Google · Filed Nov 14, 2025 · Published May 14, 2026 · verified — real USPTO data

Waymo Patents a Machine Learning System for Smarter AV Lane Changes

Changing lanes is one of the trickiest things a human driver does — and it turns out it's just as hard for a robot. Waymo's latest patent describes a machine learning approach that maps out multiple possible lane-change paths, then ranks them by predicting how surrounding traffic will behave.

Waymo Patent: ML-Powered Lane Change Planning for AVs — figure from US 2026/0131789 A1
FIG. 1A — rendered from the official USPTO publication PDF.
Publication number US 2026/0131789 A1
Applicant Waymo LLC
Filing date Nov 14, 2025
Publication date May 14, 2026
Inventors Fuming Lin, Ross Peter Anderson, Christopher Burgess Bowen
CPC classification 701/41
Grant likelihood High
Examiner CENTRAL, DOCKET (Art Unit OPAP)
Status Docketed New Case - Ready for Examination (Feb 5, 2026)
Parent application is a Continuation of 17941890 (filed 2022-09-09)

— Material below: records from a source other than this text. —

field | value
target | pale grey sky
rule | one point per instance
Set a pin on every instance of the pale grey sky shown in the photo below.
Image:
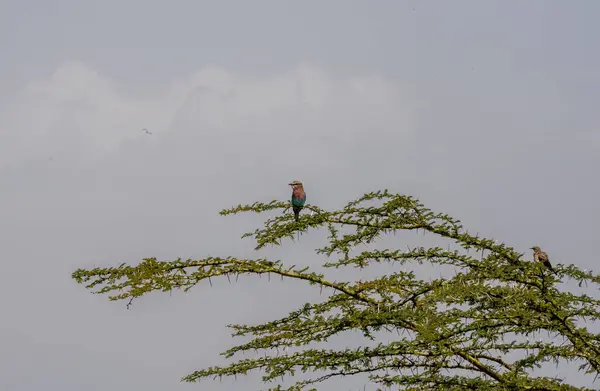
(485, 110)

How Waymo's AV decides when to change lanes

Imagine you're merging onto a highway. You don't just check your mirror once — you're constantly updating your read of the cars around you, guessing who'll speed up, who'll let you in, and which gap is actually safe. That split-second prediction is exactly what's hard to replicate in software.

Waymo's patent describes a system that generates several candidate partial trajectories — think of these as draft lane-change plans — and then checks each one against a predicted picture of what nearby vehicles will do next. The system keeps refining those drafts based on updated predictions, eventually picking the one that's safest.

This isn't a single snapshot decision. The system loops: predict, evaluate, update, repeat. It's closer to how an experienced driver thinks than a simple rule like "merge if the gap is more than X meters."

How predicted traffic states drive Waymo's lane planner

According to the patent's abstract and process diagram, the system works in a cycle built around partial trajectories and predicted states.

  • Generate candidate partial trajectories: The planner doesn't commit to one lane-change path. It creates multiple candidate routes — each representing a slightly different way the vehicle could move into the adjacent lane.
  • Obtain associated data: For each candidate, the system pulls in data characterizing the predicted state of the environment — essentially, where other vehicles, pedestrians, and obstacles are expected to be at each moment in time.
  • Identify relevant locations: The planner flags specific points in the environment that matter most for evaluating each candidate — like the positions of fast-approaching vehicles in the target lane.
  • Update and re-evaluate: Based on those predictions, the candidate trajectories are updated and re-scored, with the loop repeating until a best path emerges.

The core idea is that predicted states (what the world around the car is likely to look like a few seconds from now) are tightly coupled to the trajectory evaluation process, rather than being computed once and handed off. This tighter feedback loop is where the machine learning component earns its place.

What smarter lane changes mean for self-driving safety

Lane changes are statistically one of the most dangerous maneuvers on the road — and one of the hardest for autonomous vehicles to nail cleanly. A system that continuously re-evaluates its plan against fresh traffic predictions is meaningfully safer than one that commits to a gap and hopes the world cooperates.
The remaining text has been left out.